I love how this leaks out the fact that the DHS is running production databases on operating systems that are months away from end of extended support.

Windows Server has 5 years of mainstream support, 5 years of extended support, and then an extra 3 years paid Extended Security Updates (ESU) support. For 2012 and 2012 R2 that ends in October 2026.

The three years of ESU exists only for organisations like government departments that would rather pay Microsoft millions of dollars for patches than pay a competitive wage and hire competent IT staff that can complete upgrade projects on time.

> The three years of ESU exists only for organisations like government departments that would rather pay Microsoft millions of dollars for patches than pay a competitive wage and hire competent IT staff that can complete upgrade projects on time.

I'm not going to say the wages are fine but the issue is likely not to be the competence of the IT staff, but rather the overbearing IT management processes the U.S. Federal government uses. "Enterprise change management" processes separate from the already-long cybersecurity review processes can add weeks or even months to system updates.

In that kind of construct, you optimize for fewer but larger changes and then it's no surprise to see that there's no time in the project update schedule to update the OS in addition to making all the other long-overdue library / middleware / application changes that also are pending once a change finally can be made.

  • I wonder how foreign governments do it? Better or worse

    • They hire US-based technology companies who fail in the exact same way.

      (rare exception: Gov.uk government digital services; while they're not used for all projects, they are exactly the sort of committed and competent public servants we need more of)

It can be quite politically valuable to kick the can to the next administration.

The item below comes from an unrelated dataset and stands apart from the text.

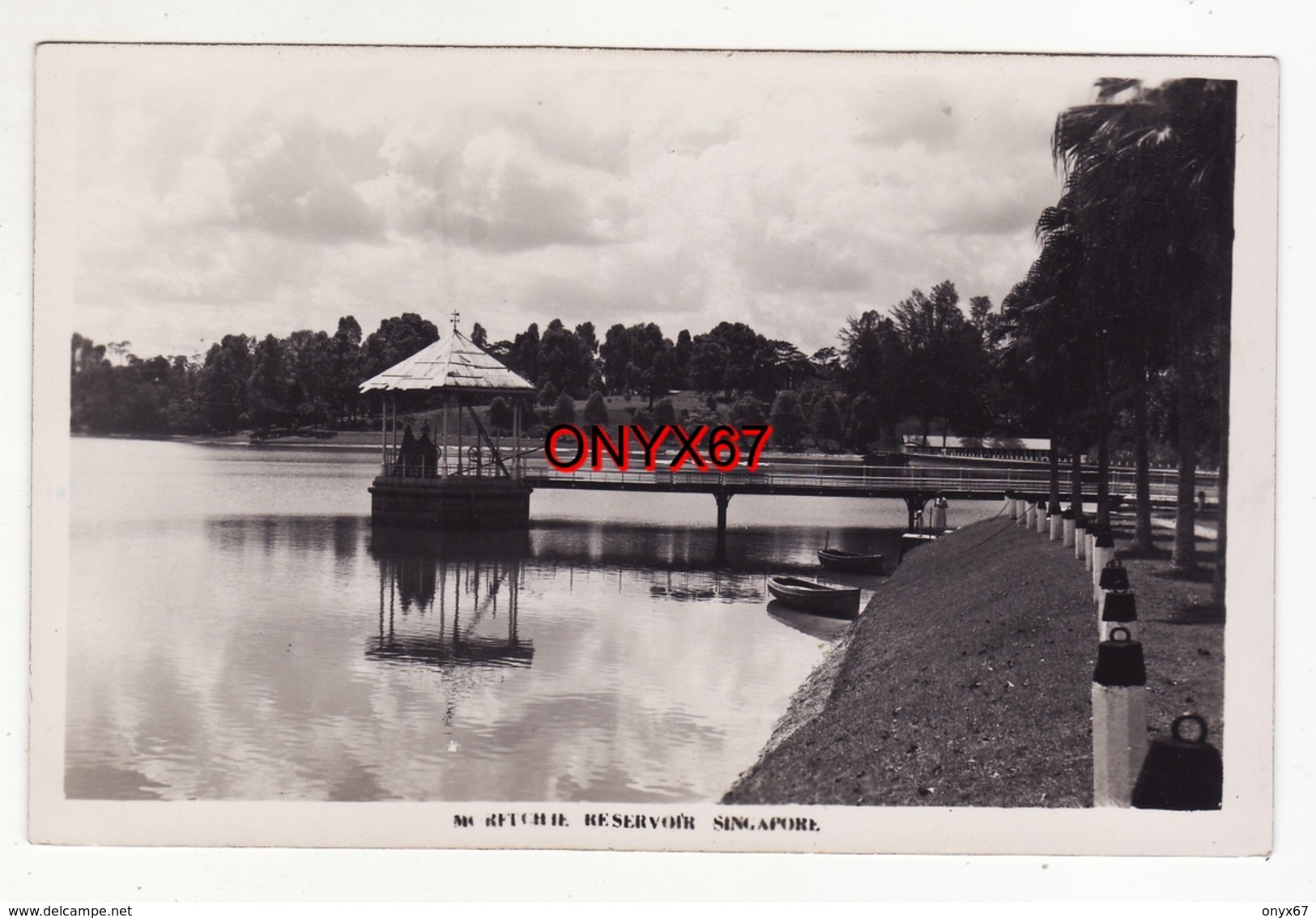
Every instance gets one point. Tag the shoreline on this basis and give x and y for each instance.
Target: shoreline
(975, 692)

  • The day-to-day operation of large government bureaucracies is surprisingly immune to elections. The same people stay in the same job for decades, the "churn" only happens at the highest levels, and even those positions tend to outlast changes in the current political party in charge.

That's normal in big bureaucracies. I've worked on systems nobody wanted to breath around because nothing could be fixed.

To be fair, this transpired last year, so they actually had one year and some months before losing extended support.

That said, they should have migrated it years ago.